Eventually, Ruby meets her grandmother (Jane Fonda), a warrior queen who rules the sea and protects her people from mermaids. Although Ruby initially wants nothing to do with his birthright, a new friendship with Chelsea (Annie Murphy), a beautiful Ariel-esque mermaid, pushes the young Kraken to accept his role under the sea and try to heal the rift of the past. Conflict between mermaids and krakens Ruby Gilman Fairly black-and-white, with little room for nuance, thus leaving more complex ideas for the strained relationship between Ruby and Agatha, and, to a lesser extent, Agatha and her mother. Agatha wants to keep Ruby safe from her underwater heritage, which upsets the teenager. The two have an uneasy bond Ruby GilmanIts beating heart; It’s certainly more satisfying than the relationship between Agatha and her mother, which seems like a years-long feud that finally shines through.
That’s it Ruby Gilman, Teenage KrakenIts biggest flaw: it doesn’t go beyond the surface-level. As Ruby becomes more involved with the ocean and her growing friendship with fellow sea creature Chelsea, her relationship with the human world is severed, lessening the overall impact of her stress.

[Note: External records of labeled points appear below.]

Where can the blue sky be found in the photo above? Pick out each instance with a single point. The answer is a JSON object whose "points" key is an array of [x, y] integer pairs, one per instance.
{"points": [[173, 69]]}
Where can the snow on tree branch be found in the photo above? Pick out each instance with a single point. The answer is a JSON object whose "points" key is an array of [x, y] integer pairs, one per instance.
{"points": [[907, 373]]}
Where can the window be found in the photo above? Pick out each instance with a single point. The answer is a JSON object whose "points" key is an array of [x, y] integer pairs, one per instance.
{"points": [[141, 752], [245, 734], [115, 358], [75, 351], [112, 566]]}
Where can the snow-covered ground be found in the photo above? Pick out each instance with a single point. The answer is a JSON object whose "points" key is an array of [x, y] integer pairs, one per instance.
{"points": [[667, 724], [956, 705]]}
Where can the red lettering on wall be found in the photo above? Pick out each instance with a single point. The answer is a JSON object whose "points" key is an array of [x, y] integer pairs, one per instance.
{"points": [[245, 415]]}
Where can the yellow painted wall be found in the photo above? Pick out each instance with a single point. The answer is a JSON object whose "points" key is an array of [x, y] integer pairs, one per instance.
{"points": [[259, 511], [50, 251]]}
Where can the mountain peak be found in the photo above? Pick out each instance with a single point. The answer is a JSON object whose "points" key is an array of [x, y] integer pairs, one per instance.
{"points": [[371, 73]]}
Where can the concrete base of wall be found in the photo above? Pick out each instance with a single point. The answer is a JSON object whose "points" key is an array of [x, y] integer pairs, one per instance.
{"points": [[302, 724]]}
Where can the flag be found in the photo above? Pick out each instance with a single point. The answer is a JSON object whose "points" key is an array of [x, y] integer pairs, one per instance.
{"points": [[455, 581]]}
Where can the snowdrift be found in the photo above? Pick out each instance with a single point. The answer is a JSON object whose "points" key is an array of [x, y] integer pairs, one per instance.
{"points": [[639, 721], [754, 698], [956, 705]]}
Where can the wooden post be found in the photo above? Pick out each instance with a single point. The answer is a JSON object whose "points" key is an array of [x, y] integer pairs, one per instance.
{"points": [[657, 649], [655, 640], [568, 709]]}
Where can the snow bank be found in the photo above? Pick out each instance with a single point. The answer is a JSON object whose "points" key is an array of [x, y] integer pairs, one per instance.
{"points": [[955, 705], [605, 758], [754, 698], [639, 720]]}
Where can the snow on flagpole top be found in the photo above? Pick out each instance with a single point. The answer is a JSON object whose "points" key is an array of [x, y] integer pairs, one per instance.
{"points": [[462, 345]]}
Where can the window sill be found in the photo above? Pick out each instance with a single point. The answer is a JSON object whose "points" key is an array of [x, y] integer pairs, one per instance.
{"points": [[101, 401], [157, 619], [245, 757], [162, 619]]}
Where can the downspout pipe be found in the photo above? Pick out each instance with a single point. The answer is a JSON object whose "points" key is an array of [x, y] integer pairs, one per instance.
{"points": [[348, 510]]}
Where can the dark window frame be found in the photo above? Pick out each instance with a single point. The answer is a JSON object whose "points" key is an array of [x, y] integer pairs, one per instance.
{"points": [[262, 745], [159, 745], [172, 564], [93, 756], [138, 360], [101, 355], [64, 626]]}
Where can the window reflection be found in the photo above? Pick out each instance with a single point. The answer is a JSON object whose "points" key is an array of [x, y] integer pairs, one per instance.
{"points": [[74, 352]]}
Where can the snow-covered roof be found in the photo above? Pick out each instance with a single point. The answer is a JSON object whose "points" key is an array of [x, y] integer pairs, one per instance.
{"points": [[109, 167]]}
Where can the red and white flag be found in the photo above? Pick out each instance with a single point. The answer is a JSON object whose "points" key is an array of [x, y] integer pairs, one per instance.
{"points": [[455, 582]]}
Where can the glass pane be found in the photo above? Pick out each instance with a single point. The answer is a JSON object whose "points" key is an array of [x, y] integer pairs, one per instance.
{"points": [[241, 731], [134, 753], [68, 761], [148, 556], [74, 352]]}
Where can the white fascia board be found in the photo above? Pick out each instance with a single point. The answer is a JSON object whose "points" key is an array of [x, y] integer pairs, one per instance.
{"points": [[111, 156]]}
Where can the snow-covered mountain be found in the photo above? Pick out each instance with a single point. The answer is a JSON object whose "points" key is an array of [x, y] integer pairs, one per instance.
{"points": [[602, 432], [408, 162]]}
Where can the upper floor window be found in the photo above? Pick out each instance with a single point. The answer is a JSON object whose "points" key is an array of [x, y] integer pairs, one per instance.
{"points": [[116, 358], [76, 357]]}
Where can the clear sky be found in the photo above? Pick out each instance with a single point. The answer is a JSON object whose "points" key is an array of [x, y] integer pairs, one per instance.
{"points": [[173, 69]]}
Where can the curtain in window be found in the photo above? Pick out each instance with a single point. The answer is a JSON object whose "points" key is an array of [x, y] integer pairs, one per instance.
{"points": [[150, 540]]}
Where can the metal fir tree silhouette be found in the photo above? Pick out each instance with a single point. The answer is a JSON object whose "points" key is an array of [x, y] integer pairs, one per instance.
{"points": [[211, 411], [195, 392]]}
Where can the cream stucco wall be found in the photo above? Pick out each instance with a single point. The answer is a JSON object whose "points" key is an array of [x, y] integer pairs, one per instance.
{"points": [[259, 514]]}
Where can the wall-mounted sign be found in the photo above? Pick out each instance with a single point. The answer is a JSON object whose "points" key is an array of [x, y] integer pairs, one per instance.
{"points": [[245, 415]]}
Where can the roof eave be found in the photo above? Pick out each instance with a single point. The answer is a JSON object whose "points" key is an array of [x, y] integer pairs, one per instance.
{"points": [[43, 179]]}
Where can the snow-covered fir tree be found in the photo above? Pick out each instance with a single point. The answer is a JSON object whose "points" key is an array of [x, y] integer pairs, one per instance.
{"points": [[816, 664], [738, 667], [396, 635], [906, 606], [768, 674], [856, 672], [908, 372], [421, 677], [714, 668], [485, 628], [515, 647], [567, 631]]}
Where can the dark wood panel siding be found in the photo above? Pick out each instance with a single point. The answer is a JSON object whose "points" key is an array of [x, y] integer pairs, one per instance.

Ruby is supposed to be torn between two worlds, but there comes a point where one world rules over all. While her friends become little more than stock figures in and out of the story, Ruby’s family becomes a fully realized group that further contributes to the strength of her bond with her mother. His father (Coleman Domingo) is relentlessly supportive, while his brother (Blue Chapman) provides some comic relief with his goofy Uncle Brill (Sam Richardson). Gillmans are all rendered with solid animation that delicately smooths their limbs (no bones!) to emphasize their inhumanity and their unique gaits. Ruby Gilman, Teenage Kraken May not be the most visually stunning animated movie of the year, but there’s plenty of color and originality to be found.
Ruby Gilman Helped greatly by a truly stacked voice cast. Best known for Condor, the leading Netflix hit To all boys The movie trilogy reflected all of Ruby’s carefree and eager attitude, displaying the same endearing versatility she displayed in the aforementioned rom-coms. He feels perfectly cast here. Fonda and Colette are both predictably tough, Fonda especially showing just the right amount of arrogance for a queen. Murphy certainly seems to be channeling Sheets CreekIts Alexis in her performance, but it fits Chelsea’s character well and gives the Emmy winner a chance to push her comedic talents vocally. Domingo and Richardson are among the most distinctive members of the group.
Ruby Gilman, Teenage KrakenIts story could have used a better rounded approach, but the strength of its cast and character dynamics make for a solidly entertaining watch. As such it is surrounded by more ambitious animated features Spider-Man: Across the Spider-Verse And basic, it seems somewhat inevitable that this DreamWorks offering won’t make much of an impact. However, those willing to take a chance on Ruby Gilman may be charmed by her spirit.
Ruby Gilman, Teenage Kraken Now playing in theaters. It is 90 minutes long and is rated PG for some action, crude humor and thematic material.